The main highlight of the Sunday evening was the Welcome Reception at the Convention Centre itself which enabled me and my colleagues to catch up with old friends and make new connections.

Most of the plenary sessions were held mid-morning across the week. Monday's plenary was presented by Dr. Sushmita Mitra on hybridization with rough sets, Prof. Dr. Habil. Rudolf Kruse talked on Temporal Aspects in Data Mining at the Tuesday plenary, Prof. Dr. Pedro Larrañaga spoke on probabilistic graphical models and evolutionary computation, an in-depth talk on The evolution of fuzzy clustering was presented by Dr. Enrique H. Ruspini, and finally Dr. Shiro Usui presented on the PLATO platform for collaborative brain system modeling. My impression from these talks was that the themes of hybrid techniques applied to real-world problems appeared to be a strong thread across all the talks.

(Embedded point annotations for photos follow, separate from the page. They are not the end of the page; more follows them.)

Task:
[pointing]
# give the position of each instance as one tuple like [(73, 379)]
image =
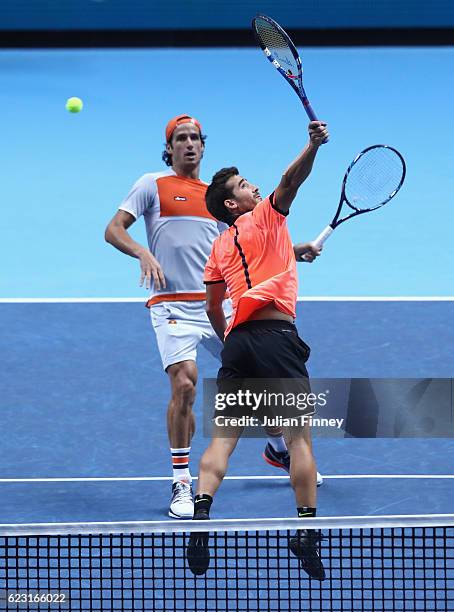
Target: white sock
[(180, 464), (278, 443)]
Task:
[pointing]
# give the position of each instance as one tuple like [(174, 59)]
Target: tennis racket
[(372, 179), (282, 53)]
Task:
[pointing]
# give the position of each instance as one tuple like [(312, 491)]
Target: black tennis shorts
[(264, 357)]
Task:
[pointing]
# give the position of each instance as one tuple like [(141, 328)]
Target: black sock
[(202, 505), (306, 511)]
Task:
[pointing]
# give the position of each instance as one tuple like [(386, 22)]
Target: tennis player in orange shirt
[(254, 259)]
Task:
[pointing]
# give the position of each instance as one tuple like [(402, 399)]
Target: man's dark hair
[(167, 157), (217, 193)]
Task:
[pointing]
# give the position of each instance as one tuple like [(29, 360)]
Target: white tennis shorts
[(181, 326)]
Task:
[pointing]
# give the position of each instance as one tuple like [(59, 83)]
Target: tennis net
[(371, 563)]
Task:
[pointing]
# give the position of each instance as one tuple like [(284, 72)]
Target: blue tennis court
[(83, 394)]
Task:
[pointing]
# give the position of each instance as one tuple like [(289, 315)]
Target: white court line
[(158, 478), (101, 300)]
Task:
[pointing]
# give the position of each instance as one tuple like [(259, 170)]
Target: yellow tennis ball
[(74, 105)]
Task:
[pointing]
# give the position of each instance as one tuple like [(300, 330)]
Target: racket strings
[(278, 46), (374, 178)]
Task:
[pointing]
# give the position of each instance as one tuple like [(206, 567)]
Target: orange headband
[(179, 120)]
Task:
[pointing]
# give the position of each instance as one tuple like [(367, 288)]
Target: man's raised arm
[(299, 170)]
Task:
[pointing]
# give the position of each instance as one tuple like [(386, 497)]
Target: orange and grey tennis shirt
[(255, 259), (180, 231)]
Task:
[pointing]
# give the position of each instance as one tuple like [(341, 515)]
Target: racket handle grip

In terms of the paper presentations, most of the subject matter ranged from the development or extension to theories of computational intelligence to applications of existing techniques to real-world problems. An emerging thread of some of the presentations which I had not been party to was the emphasis on how such work has been targeted to industry with a few to create stronger links between the research community and big business. This concept was cemented in a panel session on "Computational Intelligence in Industry: Promises and Challenges" which presented some cases studies on how research groups around the world have forged links with corporations to better their business.

The gala dinner was not held at the conference venue but at Alfonso XIII's Palace, in the Fira of Barcelona, a majestic building which hosted all delegates in its vast dining space. As part of the event, an ceremony was held to honour outstanding research with such categories as the Best Paper Awards.

The final social event I could attend was the Concert at the “Palau de la Música Catalanathe” in which the Camera Musicae Orquestra performed "The Eight Seasons"; a variation of Vivaldi's Four Seasons which each original movement accompanied by an extra movement by composer Astor Piazzolla (1921-1992). Although I could not make it myself, I was reliably informed that it was a world class performance.

Images of the more social parts of the conference can be found at http://www.wcci2010.org/photo-gallery

The presentation of my IJCNN accepted paper was held directly after lunch on the last day of the conference. Although the numbers of delegates had dwindled over the week, there was still enough in attendance to provide me with good feedback on the presented work.